伊勢を一拍二日で巡っていると甘味との接点が多いもの。
中でも赤福本店で食べる赤福が定番系の至福とすれば、赤福氷を食べることは伊勢の地でオアシスの湧き水を飲むようなものでしょうか。ただ、本店に入る隙がなかったので、 少し歩いて五十鈴川店を訪れました。
堆く盛られた氷に注がれた抹茶シロップ、少しずつ山を崩しながら冷たい抹茶を味わえば、
中から大きな赤福がゴロン。まるで琥珀のように発掘された瞬間に、心の中で叫んでしまいます。
室温に馴染んだ赤福の餡と違い、キンキンに冷やされた餡の美味しさは、少しずつ温度変化する変化を楽しむといったもの。

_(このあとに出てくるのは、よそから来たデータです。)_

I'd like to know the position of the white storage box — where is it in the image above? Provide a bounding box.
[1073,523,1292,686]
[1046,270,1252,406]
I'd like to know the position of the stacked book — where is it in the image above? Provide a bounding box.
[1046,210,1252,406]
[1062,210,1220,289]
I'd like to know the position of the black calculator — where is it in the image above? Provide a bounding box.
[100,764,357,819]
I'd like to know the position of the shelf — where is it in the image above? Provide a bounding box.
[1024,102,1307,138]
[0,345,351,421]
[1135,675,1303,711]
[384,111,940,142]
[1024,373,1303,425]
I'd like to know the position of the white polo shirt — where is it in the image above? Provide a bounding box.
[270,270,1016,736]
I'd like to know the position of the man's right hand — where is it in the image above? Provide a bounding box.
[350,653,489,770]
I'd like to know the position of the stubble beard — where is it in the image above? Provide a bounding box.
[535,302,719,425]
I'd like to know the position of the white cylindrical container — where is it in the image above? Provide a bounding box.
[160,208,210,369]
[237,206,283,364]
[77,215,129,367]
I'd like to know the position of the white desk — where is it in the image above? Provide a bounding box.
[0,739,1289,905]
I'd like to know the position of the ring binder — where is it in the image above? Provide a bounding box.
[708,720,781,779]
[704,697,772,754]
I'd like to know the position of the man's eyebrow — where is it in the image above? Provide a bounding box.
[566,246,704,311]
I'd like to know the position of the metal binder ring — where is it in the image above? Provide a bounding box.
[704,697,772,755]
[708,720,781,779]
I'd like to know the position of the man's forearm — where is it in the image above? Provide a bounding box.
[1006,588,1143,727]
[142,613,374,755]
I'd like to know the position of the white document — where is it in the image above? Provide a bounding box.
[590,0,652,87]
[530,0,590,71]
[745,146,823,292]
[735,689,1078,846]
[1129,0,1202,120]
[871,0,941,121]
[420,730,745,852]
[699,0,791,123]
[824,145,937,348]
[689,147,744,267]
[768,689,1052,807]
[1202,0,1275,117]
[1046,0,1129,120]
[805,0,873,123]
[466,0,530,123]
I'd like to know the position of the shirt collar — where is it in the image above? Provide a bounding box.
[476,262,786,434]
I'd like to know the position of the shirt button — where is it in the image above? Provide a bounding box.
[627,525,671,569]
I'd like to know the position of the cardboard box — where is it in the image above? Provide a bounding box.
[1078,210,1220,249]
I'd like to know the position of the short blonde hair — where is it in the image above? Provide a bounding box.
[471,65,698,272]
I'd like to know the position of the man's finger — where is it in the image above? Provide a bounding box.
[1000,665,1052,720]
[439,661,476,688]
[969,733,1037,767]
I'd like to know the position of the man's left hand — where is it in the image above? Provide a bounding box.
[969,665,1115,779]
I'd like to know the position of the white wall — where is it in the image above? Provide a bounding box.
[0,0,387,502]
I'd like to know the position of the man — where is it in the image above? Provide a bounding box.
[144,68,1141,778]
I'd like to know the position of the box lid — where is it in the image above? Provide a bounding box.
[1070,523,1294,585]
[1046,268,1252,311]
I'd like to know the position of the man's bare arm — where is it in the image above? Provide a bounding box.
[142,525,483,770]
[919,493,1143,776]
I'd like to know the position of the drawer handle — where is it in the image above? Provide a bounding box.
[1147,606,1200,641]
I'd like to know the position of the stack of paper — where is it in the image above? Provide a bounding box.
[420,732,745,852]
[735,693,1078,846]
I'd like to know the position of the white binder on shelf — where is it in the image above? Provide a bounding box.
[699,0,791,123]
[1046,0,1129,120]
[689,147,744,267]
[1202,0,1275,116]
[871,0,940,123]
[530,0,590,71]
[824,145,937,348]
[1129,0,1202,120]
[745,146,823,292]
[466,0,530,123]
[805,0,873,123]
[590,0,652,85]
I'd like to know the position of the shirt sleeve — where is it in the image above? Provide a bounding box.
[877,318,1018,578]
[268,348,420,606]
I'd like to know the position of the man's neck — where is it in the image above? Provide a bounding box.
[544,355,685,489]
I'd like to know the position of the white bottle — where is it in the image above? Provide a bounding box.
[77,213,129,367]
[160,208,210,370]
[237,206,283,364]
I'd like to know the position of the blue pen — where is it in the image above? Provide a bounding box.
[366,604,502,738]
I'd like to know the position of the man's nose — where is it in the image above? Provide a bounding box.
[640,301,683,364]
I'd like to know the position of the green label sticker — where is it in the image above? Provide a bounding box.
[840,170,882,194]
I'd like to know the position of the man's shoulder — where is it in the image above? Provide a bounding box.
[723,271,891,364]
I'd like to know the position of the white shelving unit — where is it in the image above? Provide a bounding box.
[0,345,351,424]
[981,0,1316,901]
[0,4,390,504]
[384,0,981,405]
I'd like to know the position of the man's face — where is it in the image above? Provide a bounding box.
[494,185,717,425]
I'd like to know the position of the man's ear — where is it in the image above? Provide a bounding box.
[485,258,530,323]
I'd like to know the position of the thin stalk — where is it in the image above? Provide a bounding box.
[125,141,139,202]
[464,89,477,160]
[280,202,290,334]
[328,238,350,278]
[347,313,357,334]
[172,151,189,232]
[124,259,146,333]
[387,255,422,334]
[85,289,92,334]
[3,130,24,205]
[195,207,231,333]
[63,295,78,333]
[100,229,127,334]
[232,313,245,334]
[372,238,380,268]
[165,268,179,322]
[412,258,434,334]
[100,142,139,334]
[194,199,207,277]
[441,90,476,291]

何度か食べ覚えのあるものが、ちょっと姿を変えるとプレミアムな存在に。経験と美味しさを両方食べられる喜びは、老舗の一品ならではのこと。
もちろん、食べ終えて頭が痛くなるなんてこともなく、参拝客の頭をキンキンにするのではなく、全身をクールダウンさせるの氷の質も、さすが赤福といった感じです。
一方、おはらい町の赤福本店から内宮方面に少し歩いて、小さな間口を抜けた先には
二つの趣ある建物からなる五十鈴川カフェが姿を現します。
川沿いのロケーションにピッタリの空間がそこにあり、あとは特等席が確保できるかだけがポイントです。
店内に入って注文したのは、コーヒーとシュークリームのセット。
これで550円。優しいお値段ですが、パリパリのシュー皮の中に詰まったカスタードクリームが、身体を更に優しく包んでくれます。
五十鈴川の静かな流れを見下ろす特等席には、優雅で贅沢な時間が流れ、対岸に咲く桜の姿を想像しながら、次にお伊勢さんになることが待ち遠しくなります。